One of the most reliable and cost efficient diagnostic tools currently available for evaluation of vomiting is flexible GI endoscopy. Endoscopy allows for direct gastric and duodenal examination, mucosal biopsy from these areas, and in many cases gastric foreign body retrieval (in our hospital, 85% of gastric foreign body cases are managed successfully via endoscopic retrieval of foreign bodies). Endoscopy is considerably more reliable than barium series for diagnosis of gastric erosions, chronic gastritis, gastric neoplasia, and inflammatory bowel disease (a common cause of chronic intermittent vomiting in dogs and cats). It is stressed that biopsy samples should always be obtained from the stomach and whenever possible the small intestine, regardless of gross mucosal appearance. Normal gastric biopsies may support gastric motility abnormalities, psychogenic vomiting, irritable bowel syndrome, or may be noncontributory (i.e., look elsewhere for diagnosis).

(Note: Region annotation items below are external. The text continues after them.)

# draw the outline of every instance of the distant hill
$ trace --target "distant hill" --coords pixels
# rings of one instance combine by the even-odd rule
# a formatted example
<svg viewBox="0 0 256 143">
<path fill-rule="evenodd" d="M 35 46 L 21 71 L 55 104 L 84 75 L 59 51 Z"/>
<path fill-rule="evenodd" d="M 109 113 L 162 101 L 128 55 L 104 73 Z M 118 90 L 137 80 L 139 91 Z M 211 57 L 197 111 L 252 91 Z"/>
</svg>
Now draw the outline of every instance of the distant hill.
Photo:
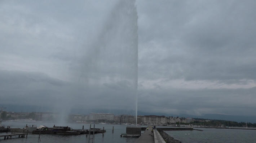
<svg viewBox="0 0 256 143">
<path fill-rule="evenodd" d="M 31 105 L 0 105 L 7 108 L 6 110 L 13 112 L 49 112 L 52 110 L 50 107 L 41 107 Z M 134 110 L 131 110 L 119 109 L 74 109 L 71 110 L 71 113 L 74 114 L 88 114 L 91 113 L 113 113 L 115 115 L 126 114 L 135 115 Z M 138 115 L 164 115 L 165 116 L 178 116 L 181 117 L 193 118 L 209 119 L 221 120 L 228 121 L 235 121 L 238 122 L 248 122 L 256 123 L 256 116 L 243 116 L 220 114 L 204 114 L 201 115 L 189 115 L 185 114 L 171 114 L 160 113 L 146 113 L 140 111 L 138 111 Z"/>
</svg>

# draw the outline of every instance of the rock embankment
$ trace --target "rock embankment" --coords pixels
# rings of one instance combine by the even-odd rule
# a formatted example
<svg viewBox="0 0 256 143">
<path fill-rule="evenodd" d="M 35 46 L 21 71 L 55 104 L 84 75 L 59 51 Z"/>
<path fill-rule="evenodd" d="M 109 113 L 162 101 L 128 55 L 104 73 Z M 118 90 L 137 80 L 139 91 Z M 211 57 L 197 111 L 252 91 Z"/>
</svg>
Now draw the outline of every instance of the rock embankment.
<svg viewBox="0 0 256 143">
<path fill-rule="evenodd" d="M 157 130 L 164 139 L 166 143 L 181 143 L 181 142 L 175 139 L 161 129 L 157 129 Z"/>
</svg>

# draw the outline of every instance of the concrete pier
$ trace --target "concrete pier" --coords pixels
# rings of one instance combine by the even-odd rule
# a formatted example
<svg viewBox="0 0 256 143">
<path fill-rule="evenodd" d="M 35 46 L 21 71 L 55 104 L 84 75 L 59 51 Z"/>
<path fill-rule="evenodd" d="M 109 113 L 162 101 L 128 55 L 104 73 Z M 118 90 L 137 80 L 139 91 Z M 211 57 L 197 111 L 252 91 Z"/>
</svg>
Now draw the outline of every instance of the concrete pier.
<svg viewBox="0 0 256 143">
<path fill-rule="evenodd" d="M 165 142 L 157 129 L 154 131 L 154 143 L 165 143 Z"/>
<path fill-rule="evenodd" d="M 149 130 L 146 129 L 144 132 L 144 133 L 135 142 L 136 143 L 154 143 L 153 139 L 153 133 L 151 132 L 152 128 L 149 128 Z"/>
</svg>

Ultrasonography can be useful in the diagnostic work-up of a number of disorders that can cause vomiting. Among the problems that may be detected with ultrasonography are certain disorders of the liver (e.g., inflammatory disease, abscessation, cirrhosis, neoplasia, vascular problems), gall bladder (cholecystitis, choleliths), GI foreign bodies, intestinal and gastric wall thickening, intestinal masses, intussusception, kidney disorders, and others. Needle aspirations and/or biopsies can be done at many sites under ultrasound guidance. However, it is now recognized that liver aspirates are unreliable for establishing a definitive diagnosis of liver disorders other than neoplasia (e.g., lymphoma, mast cell neoplasia), and liver biopsy samples procured via ultrasonography may also be limited in value in some cases, due to small sample size.
Currently, it is recognized that laparoscopy and laparotomy are the best methods for obtaining high quality diagnostic liver samples. The advantage of laparoscopy is that it is minimally invasive, while providing extremely clear views for obtaining liver and other organ samples under direct visualization. Laparoscopy can be performed in any practice setting. Pancreas and kidney biopsies are also routinely obtained via laparoscopy. Abdominal exploratory is indicated for a variety of problems including foreign body removal, intussusception, gastric mucosal hypertrophy syndromes, procurement of biopsies, and for resection of neoplasia.
*cPLI and fPLI are currently available only at Texas A&M University, USA (www.cvm.tamu.edu/gilab).